Media invents scandal to smear C.Y. and son

Hong Kong's media has sunk into a cesspool. Unproven accusations are presented as facts to manufacture scandals.

Hong Kong's media has sunk into a cesspool. Unproven accusations are presented as facts to manufacture scandals. Self-serving politicians then fan these fake scandals by demanding investigations. Innocent people are dragged through the mud, as happened to Franklin Lam Fan-keung, who had to quit as an executive councillor even though a graft inquiry showed he didn't profit from insider information as alleged. And hot on the heels of unproven claims that Chief Executive Leung Chun-ying interfered with academic freedom come unproven allegations from the democracy camp's mouthpiece. Next Media, owned by Jimmy Lai Chee-ying, said Leung persuaded a property tycoon to donate HK$400 million to a Swedish medical institute so his son could get in. Next Media did not provide any evidence for this claim, but the democracy camp is already demanding an investigation. It doesn't matter that Leung's son was a top Cambridge PhD student and won a study award from the prestigious Croucher Foundation. It doesn't matter that his impressive academic credentials alone could have got him into Sweden's Karolinska Institute. It doesn't matter that he had applied to do research at the institute over a year before tycoon Lau Ming-wai made his donation to open a centre in Hong Kong. It doesn't matter that no tycoon, however rich, would part with HK$400 million purely at the urging of Leung. It doesn't matter that it would be virtually impossible for a chief executive to offer paybacks worth HK$400 million without being exposed. What matters is to never let the facts get in the way of a good story.

 

They wore face masks, waved colonial-era flags, and clashed with the police, who retaliated with batons and pepper spray. Sound familiar? But we are no longer shocked by scenes of young people clashing with police officers. Civil disobedience protests that lasted 79 days have numbed us. But don't be lulled into thinking last Sunday's confrontation, and the one a week earlier in Tuen Mun, were isolated incidents that won't snowball into something bigger. Unlike the Occupy movement, which lost public support after dragging on for too long, the protests against mainland visitors have considerable public sympathy. People are fed up with being overrun by millions of mainland shoppers. Most callers to a Chinese-language radio show last Monday told of daily lives being turned upside down by the sheer number of visitors to their districts.
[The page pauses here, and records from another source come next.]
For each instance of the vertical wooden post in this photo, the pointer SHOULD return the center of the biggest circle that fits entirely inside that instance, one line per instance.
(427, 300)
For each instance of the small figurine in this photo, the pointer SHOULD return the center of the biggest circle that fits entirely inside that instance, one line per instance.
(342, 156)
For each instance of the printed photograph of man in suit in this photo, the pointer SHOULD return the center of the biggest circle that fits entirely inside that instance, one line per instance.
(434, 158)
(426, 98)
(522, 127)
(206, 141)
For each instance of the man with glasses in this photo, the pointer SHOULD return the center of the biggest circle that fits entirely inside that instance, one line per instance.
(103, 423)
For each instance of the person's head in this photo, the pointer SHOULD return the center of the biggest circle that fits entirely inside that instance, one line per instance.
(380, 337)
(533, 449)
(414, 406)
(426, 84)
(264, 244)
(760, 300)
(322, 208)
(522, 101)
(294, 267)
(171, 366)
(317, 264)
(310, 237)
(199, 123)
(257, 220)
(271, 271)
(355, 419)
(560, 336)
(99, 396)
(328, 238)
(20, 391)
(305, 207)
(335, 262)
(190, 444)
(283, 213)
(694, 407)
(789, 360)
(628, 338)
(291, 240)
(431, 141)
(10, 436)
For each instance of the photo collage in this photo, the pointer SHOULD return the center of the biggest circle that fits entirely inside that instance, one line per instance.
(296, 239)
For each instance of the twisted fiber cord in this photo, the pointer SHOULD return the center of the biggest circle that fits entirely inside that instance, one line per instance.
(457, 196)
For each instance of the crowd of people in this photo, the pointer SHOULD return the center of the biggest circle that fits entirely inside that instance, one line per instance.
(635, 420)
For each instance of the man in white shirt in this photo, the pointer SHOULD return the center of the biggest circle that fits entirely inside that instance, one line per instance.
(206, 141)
They spoke of rising prices, overcrowded malls, packed MTR trains, being unable to get a restaurant table and the proliferation of pharmacies serving mainlanders. The callers were not young radicals, but long-time residents of their districts. If that's not enough anecdotal evidence of an explosion in the making, what is? Surely, something is terribly wrong when visitor numbers reach a level that sparks a societal backlash. Anyone honest with themselves will agree that last year's total of 47.25 million mainland visitors crossed the line of what Hong Kong can handle. Public Eye is not against mainland visitors. But Hong Kong wants genuine tourists, not day-trippers and parallel-goods traders who make our lives hell.